Your Showerhead Slime is Alive—and Mostly Harmless

The day after Halloween, something scary may still lurk—inside your showerhead. Researchers at CIRES have identified Mycobacterium as the most abundant genus of bacteria growing in the slimy “biofilm” that lines the inside of residential showerheads—and some of those bacteria can cause lung disease.

In a new study, they report that mycobacteria are more prevalent in the United States than in Europe, thrive more in municipal tap water than in well water, and are especially common in geographical “hot spots” where certain types of lung disease caused by mycobacteria are also common.

“It’s important to understand routes of mycobacterial exposure, especially in the household. We can learn a lot from studying the biofilm that accumulates inside your showerhead, and the associate water chemistry,” said Matt Gebert, CIRES researcher and lead author of the new study published this week in the American Society for Microbiology’s journal mBio. “There is a lot of interesting ecology at work, and it allows us to begin to understand how it can impact human health.”

The research team, CIRES Fellow and Professor of Ecology and Evolutionary Biology at CU Boulder Noah Fierer’s groupbegan this work in 2017, funded partially by an CIRES Innovative Research Program grant. The team analyzed DNA collected from 656 household showers in the United States and 13 countries in Europe. Citizen scientists swabbed the inside of their showerheads with specialized kits, and mailed the “biofilm” samples to Boulder.

By harnessing DNA sequencing technology, the researchers were able to identify which bacterial species that lived in showerhead slime, and how abundant they were. Mycobacteria were far more abundant in showerheads receiving municipal tap water than in those receiving well water, as well as more abundant in U.S. households versus European.

These patterns are probably driven in part by differences in the use of chlorine disinfectants, the team reported. Mycobacteria tend to be somewhat resistant to the chlorine-based disinfectants used more heavily in the United States than in Europe—so in Europe, other bacterial species may be better able to thrive and outcompete the disease-causing strains.

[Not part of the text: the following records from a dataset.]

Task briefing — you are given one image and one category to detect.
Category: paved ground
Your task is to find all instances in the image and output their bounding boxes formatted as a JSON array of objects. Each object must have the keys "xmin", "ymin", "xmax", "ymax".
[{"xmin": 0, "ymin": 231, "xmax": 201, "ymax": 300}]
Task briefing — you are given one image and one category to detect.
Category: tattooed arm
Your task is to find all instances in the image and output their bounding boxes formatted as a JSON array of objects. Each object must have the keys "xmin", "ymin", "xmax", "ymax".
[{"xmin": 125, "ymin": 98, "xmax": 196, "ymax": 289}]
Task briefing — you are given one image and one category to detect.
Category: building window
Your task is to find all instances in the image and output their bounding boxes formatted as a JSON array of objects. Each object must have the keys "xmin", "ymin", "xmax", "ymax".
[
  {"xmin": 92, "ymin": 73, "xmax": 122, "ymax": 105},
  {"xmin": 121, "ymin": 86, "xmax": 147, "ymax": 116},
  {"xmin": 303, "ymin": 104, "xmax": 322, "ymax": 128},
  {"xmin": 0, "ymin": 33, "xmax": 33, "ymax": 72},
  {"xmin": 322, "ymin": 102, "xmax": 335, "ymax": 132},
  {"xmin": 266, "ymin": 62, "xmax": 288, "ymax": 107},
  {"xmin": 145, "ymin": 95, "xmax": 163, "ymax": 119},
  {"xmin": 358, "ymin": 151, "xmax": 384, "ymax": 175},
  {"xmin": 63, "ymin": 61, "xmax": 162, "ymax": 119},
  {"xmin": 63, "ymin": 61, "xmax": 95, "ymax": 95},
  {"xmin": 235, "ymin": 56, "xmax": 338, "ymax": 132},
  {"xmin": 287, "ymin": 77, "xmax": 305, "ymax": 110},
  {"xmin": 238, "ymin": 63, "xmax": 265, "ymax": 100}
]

Showerhead materials seemed to matter, too, with more mycobacteria in metal showerheads than in plastic ones—plastic leaches some chemicals that support diverse bacterial communities, possibly preventing the mycobacteria from becoming too abundant.

When the researchers mapped out where potentially pathogenic mycobacteria thrived, the maps revealed “hot spots” that roughly match regions where a nontuberculous mycobacterial (NTM) lung disease is most prevalent—parts of Southern California, Florida, and New York, highlighting the potentially important role of these showerhead bacteria in disease transmission.

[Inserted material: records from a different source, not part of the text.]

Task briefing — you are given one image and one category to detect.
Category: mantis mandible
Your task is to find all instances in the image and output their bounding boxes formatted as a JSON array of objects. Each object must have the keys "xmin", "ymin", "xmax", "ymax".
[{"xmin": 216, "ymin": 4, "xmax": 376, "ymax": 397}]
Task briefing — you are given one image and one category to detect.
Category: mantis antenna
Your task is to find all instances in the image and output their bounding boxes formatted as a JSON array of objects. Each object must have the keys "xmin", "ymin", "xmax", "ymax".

There is a fascinating microbial world thriving in your showerhead and you can be exposed every time you shower,” Fierer said. “Most of those microbes are harmless, but a few are not, and this kind of research is helping us understand how our own actions—from the kinds of water treatment systems we use to the materials in our plumbing—can change the makeup of those microbial communities.”

“In terms of what’s next, we’re hoping to begin to explore, beyond identification and abundance, what is causing this striking geographic variation within the genus Mycobacterium, and what is potentially driving these ‘hot spots’,” said Gebert.

“And don’t worry,” he added. “There is definitely no reason to fear showering.”